6 Reasons for Smart Financial Planning for Staffing Agencies
Staffing agencies have diverse revenue streams and expenses. Bringing these into a structured plan is often not easy. Liquidity planning software helps on several fronts. We have compiled 6 reasons.
Marcus Smolarek
Gründer von finban
Zuletzt aktualisiert
Staffing agencies have diverse revenue streams and expenses. Bringing these into a structured plan is often not easy. Liquidity planning software helps on several fronts. We have compiled 6 reasons.
1) Identify Problems Early and Respond Smartly
Plan your income and expenses in advance — using scenarios: Good liquidity planning does not only tell you whether you will have enough money in your account in a few months; it also helps you make better decisions. When you incorporate scenario planning into your workflows, you have strategies prepared for almost any financial situation.

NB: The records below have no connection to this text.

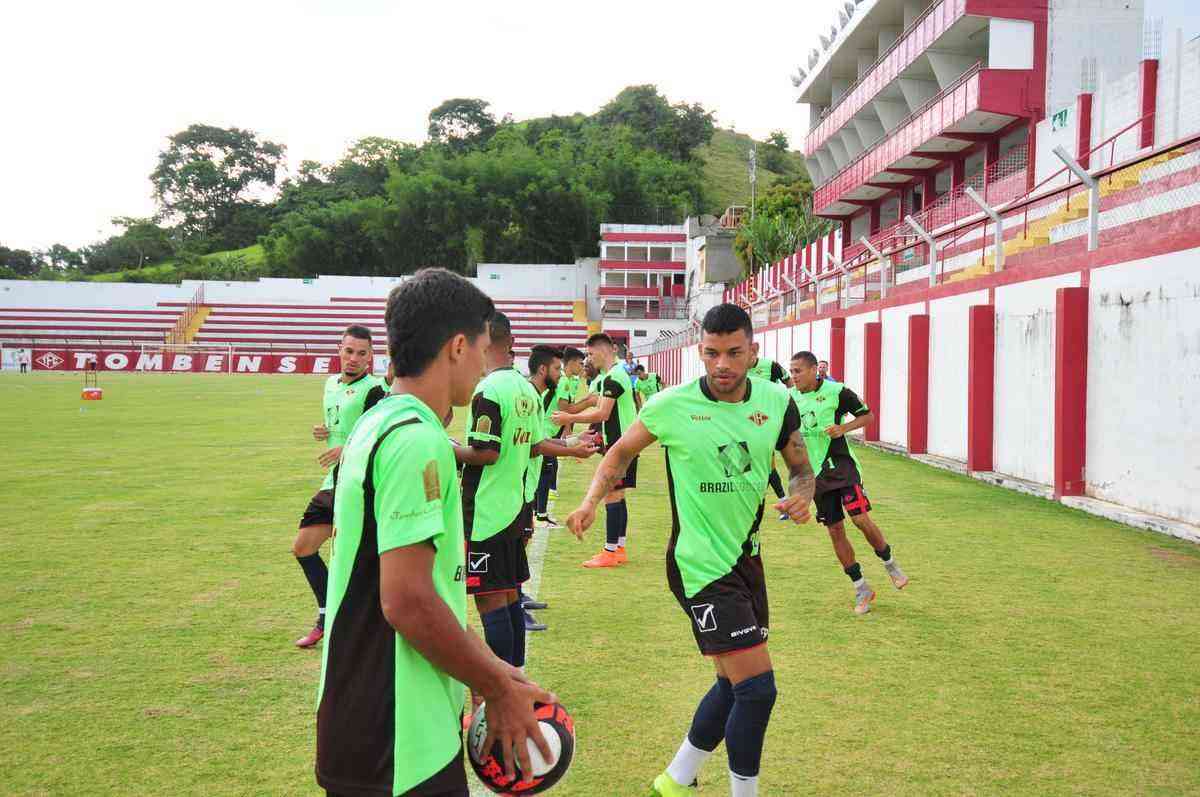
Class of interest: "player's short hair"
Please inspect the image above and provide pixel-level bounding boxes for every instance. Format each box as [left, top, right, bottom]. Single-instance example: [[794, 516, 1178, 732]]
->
[[701, 302, 754, 338], [588, 332, 616, 346], [342, 324, 371, 341], [384, 269, 496, 377], [487, 310, 512, 346], [529, 343, 562, 376]]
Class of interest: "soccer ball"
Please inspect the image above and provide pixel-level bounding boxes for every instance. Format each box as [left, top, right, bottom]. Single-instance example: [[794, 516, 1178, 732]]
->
[[467, 703, 575, 795]]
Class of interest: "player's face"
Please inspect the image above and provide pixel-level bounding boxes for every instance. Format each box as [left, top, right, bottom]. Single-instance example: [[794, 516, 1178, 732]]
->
[[787, 360, 820, 390], [700, 329, 754, 396], [337, 335, 371, 377]]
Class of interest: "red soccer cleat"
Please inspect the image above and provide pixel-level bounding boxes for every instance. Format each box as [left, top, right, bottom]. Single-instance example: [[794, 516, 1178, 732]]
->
[[296, 625, 325, 648]]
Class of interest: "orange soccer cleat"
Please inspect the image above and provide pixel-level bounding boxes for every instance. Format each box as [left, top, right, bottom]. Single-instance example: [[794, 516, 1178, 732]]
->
[[583, 550, 623, 568]]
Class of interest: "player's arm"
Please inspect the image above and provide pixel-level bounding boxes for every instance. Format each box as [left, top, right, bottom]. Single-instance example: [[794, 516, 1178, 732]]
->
[[566, 420, 658, 540], [454, 392, 502, 468], [824, 388, 875, 437], [775, 401, 816, 523], [379, 540, 557, 775]]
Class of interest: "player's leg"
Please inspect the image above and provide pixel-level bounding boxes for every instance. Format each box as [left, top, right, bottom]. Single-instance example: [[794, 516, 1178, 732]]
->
[[846, 494, 908, 589], [292, 490, 334, 648]]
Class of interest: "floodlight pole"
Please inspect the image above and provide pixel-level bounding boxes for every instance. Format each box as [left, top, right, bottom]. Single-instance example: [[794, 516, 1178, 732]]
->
[[858, 235, 892, 299], [904, 214, 937, 288], [1054, 144, 1100, 252], [964, 186, 1004, 271]]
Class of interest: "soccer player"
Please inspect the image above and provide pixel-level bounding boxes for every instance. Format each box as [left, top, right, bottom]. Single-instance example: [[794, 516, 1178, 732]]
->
[[791, 352, 908, 615], [551, 332, 637, 568], [316, 269, 554, 797], [566, 304, 814, 797], [292, 324, 388, 648], [455, 312, 595, 667]]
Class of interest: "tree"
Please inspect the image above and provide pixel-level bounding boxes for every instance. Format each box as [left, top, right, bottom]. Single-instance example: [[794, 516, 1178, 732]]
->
[[150, 125, 286, 240], [428, 97, 496, 152]]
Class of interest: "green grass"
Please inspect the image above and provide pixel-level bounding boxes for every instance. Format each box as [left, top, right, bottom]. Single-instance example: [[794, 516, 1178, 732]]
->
[[696, 128, 808, 215], [0, 373, 1200, 797]]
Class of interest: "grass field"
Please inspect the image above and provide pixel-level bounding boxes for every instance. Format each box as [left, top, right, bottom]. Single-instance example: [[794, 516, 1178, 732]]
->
[[7, 374, 1200, 797]]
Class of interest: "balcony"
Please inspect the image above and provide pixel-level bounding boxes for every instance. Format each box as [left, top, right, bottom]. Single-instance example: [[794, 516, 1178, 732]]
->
[[812, 64, 1037, 218]]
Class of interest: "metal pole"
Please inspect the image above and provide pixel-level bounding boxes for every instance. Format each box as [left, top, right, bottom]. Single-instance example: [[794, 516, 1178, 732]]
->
[[858, 235, 892, 299], [904, 214, 937, 287], [964, 186, 1004, 271], [1054, 144, 1100, 252]]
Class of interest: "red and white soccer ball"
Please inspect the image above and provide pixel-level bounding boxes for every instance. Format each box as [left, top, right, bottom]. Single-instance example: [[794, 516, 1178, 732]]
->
[[467, 703, 575, 795]]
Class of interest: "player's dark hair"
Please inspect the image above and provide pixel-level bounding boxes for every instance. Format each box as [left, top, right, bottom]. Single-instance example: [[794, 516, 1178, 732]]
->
[[701, 302, 754, 338], [342, 324, 371, 341], [529, 343, 560, 376], [384, 269, 496, 377], [588, 332, 616, 346], [487, 310, 512, 347]]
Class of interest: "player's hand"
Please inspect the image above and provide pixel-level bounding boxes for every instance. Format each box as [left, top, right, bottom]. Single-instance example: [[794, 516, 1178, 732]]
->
[[775, 496, 810, 523], [484, 673, 558, 779], [566, 504, 596, 540], [317, 445, 342, 468]]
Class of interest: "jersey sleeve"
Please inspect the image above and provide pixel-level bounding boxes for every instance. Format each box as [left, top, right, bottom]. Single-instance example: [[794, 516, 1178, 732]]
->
[[836, 388, 871, 421], [775, 396, 800, 451], [371, 425, 446, 553], [467, 392, 503, 451]]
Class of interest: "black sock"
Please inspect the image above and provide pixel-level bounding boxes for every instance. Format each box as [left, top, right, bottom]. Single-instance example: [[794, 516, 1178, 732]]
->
[[509, 600, 524, 667], [688, 678, 733, 753], [725, 670, 775, 778], [296, 553, 329, 628], [767, 468, 784, 498], [605, 498, 629, 551], [479, 606, 513, 664]]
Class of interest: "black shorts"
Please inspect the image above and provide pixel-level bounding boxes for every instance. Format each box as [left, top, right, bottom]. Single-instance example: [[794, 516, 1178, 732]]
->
[[667, 551, 770, 655], [325, 750, 470, 797], [612, 456, 637, 490], [467, 513, 532, 595], [812, 484, 871, 526], [300, 490, 334, 528]]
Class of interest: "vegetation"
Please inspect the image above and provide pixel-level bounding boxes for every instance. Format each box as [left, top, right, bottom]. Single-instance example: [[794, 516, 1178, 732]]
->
[[0, 85, 808, 282]]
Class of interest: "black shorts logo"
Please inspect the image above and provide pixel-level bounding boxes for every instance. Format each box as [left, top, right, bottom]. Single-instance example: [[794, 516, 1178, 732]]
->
[[691, 604, 716, 633]]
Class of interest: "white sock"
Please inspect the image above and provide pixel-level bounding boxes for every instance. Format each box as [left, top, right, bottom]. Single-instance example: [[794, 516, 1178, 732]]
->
[[667, 736, 713, 786], [730, 769, 758, 797]]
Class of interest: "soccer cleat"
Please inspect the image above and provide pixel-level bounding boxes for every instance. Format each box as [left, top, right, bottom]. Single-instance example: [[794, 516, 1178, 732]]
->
[[854, 581, 875, 615], [883, 562, 908, 589], [526, 612, 546, 631], [650, 772, 692, 797], [296, 625, 325, 648], [583, 549, 620, 568]]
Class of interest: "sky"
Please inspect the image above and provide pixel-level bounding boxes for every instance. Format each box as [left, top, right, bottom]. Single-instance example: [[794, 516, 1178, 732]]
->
[[0, 0, 1200, 248]]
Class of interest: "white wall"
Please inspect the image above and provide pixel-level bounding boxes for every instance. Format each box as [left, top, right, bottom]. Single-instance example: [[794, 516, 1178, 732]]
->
[[928, 290, 988, 461], [992, 272, 1079, 484], [871, 302, 925, 445], [1086, 250, 1200, 523]]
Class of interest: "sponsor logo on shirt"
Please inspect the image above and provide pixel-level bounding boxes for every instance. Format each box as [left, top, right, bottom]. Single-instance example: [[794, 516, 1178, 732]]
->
[[691, 604, 716, 634], [421, 460, 442, 501]]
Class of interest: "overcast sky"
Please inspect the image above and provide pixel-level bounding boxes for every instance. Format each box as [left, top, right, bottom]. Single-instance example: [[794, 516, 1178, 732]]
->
[[0, 0, 1196, 248]]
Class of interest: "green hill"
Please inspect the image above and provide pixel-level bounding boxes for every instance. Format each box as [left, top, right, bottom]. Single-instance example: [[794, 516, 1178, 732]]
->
[[695, 128, 808, 215]]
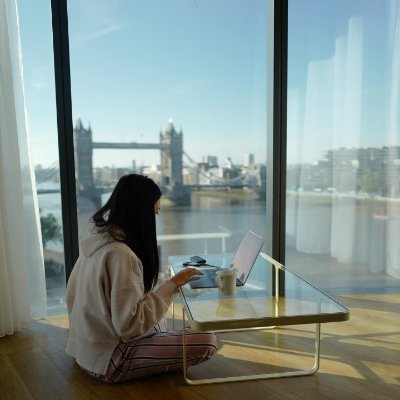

For example: You want to know how winning a project and the agreed milestone payments will affect your cash flow. Simply create a scenario based on this situation and enter the corresponding payments that could positively or negatively impact your cash flow. The simulation displays the different outcomes and helps you decide on the best course of action. Read more in our article on financial scenario planning.
2) Know Your Clients
A cash flow solution cannot tell you about your relationship with your clients, but it can support your decisions. Using a client portfolio analysis, you can determine which clients generate the most revenue or are growing the fastest. Stagnating or unprofitable clients can also be identified and, if necessary, let go. These only tie up unnecessary resources and destabilize your company — or hinder your growth. By conducting this analysis regularly, you can use your resources more effectively and increase revenue and profitability. Learn more in our article on client portfolio analysis.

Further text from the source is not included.